Pipes and Filters Pattern

Context and Problem

An application may be required to perform a variety of tasks of varying complexity on the information that it processes. A straightforward but inflexible approach to implementing this application could be to perform this processing as monolithic module. However, this approach is likely to reduce the opportunities for refactoring the code, optimizing it, or reusing it if parts of the same processing are required elsewhere within the application.

Below illustrates the issues with processing data by using the monolithic approach. An application receives and processes data from two sources. The data from each source is processed by a separate module that performs a series of tasks to transform this data, before passing the result to the business logic of the application.

no pipes

A solution implemented by using monolithic modules

Some of the tasks that the monolithic modules perform are functionally very similar, but the modules have been designed separately. The code that implements the tasks is closely coupled within a module, and this code has been developed with little or no thought given to reuse or scalability.

However, the processing tasks performed by each module, or the deployment requirements for each task, could change as business requirements are amended. Some tasks might be compute-intensive and could benefit from running on powerful hardware, while others might not require such expensive resources. Furthermore, additional processing might be required in the future, or the order in which the tasks performed by the processing could change. A solution is required that addresses these issues, and increases the possibilities for code reuse.

Solution

Decompose the processing required for each stream into a set of discrete components (or filters), each of which performs a single task. By standardizing the format of the data that each component receives and emits, these filters can be combined together into a pipeline. This helps to avoid duplicating code, and makes it easy to remove, replace, or integrate additional components if the processing requirements change. Figure 2 shows an example of this structure.

pipes

A solution implemented by using pipes and filters

The time taken to process a single request depends on the speed of the slowest filter in the pipeline. It is possible that one or more filters could prove to be a bottleneck, especially if a large number of requests appear in a stream from a particular data source. A key advantage of the pipeline structure is that it provides opportunities for running parallel instances of slow filters, enabling the system to spread the load and improve throughput.

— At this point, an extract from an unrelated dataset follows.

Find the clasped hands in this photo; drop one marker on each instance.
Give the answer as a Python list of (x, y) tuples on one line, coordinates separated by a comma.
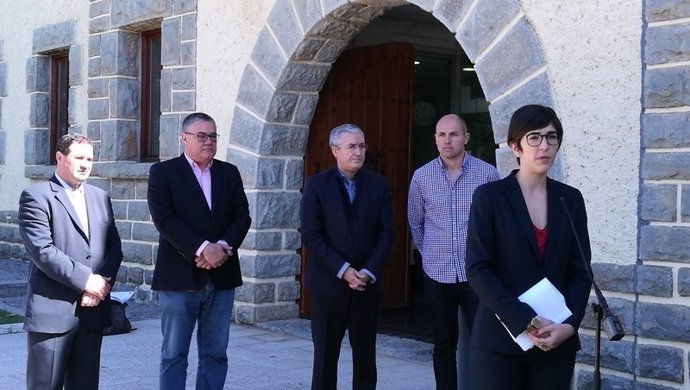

The filters that comprise a pipeline can run on different machines, enabling them to be scaled independently and can take advantage of the elasticity that many cloud environments provide. A filter that is computationally intensive can run on high performance hardware, while other less demanding filters can be hosted on commodity (cheaper) hardware. The filters do not even have to be in the same data center or geographical location, which allows each element in a pipeline to run in an environment that is close to the resources it requires.

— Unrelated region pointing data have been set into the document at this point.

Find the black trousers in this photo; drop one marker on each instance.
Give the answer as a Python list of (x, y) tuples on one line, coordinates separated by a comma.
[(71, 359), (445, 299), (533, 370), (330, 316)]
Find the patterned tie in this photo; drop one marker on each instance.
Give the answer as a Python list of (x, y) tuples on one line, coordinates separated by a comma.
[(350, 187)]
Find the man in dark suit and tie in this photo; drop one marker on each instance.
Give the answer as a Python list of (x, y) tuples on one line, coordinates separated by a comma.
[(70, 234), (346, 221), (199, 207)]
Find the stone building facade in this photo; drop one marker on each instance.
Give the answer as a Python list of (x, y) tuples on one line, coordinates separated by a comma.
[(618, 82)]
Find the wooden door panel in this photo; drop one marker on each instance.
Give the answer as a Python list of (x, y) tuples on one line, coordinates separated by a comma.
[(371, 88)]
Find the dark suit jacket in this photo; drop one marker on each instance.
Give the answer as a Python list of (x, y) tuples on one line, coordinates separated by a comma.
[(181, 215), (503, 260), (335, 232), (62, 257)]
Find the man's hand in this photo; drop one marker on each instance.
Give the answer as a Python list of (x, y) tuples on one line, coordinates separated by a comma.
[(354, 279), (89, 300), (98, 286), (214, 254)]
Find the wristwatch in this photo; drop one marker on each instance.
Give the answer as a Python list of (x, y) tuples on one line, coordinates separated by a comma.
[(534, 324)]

Below shows an example applied to the pipeline for the data from Source 1.

pipes load balancer

Load-balancing components in a pipeline

If the input and output of a filter are structured as a stream, it may be possible to perform the processing for each filter in parallel. The first filter in the pipeline can commence its work and start to emit its results, which are passed directly on to the next filter in the sequence before the first filter has completed its work.

Another benefit is the resiliency that this model can provide. If a filter fails or the machine it is running on is no longer available, the pipeline may be able to reschedule the work the filter was performing and direct this work to another instance of the component. Failure of a single filter does not necessarily result in failure of the entire pipeline.

Using the Pipes and Filters pattern in conjunction with the Compensating Transaction Pattern can provide an alternative approach to implementing distributed transactions. A distributed transaction can be broken down into separate compensable tasks, each of which can be implemented by using a filter that also implements the Compensating Transaction pattern. The filters in a pipeline can be implemented as separate hosted tasks running close to the data that they maintain.

When to Use this Pattern

Use this pattern when:

The processing required by an application can easily be decomposed into a set of discrete, independent steps.
The processing steps performed by an application have different scalability requirements.
Flexibility is required to allow reordering of the processing steps performed by an application, or the capability to add and remove steps.
The system can benefit from distributing the processing for steps across different servers.
A reliable solution is required that minimizes the effects of failure in a step while data is being processed.

This pattern might not be suitable when:

The processing steps performed by an application are not independent, or they must be performed together as part of the same transaction.
The amount of context or state information required by a step makes this approach inefficient. It may be possible to persist state information to a database instead, but do not use this strategy if the additional load on the database causes excessive contention.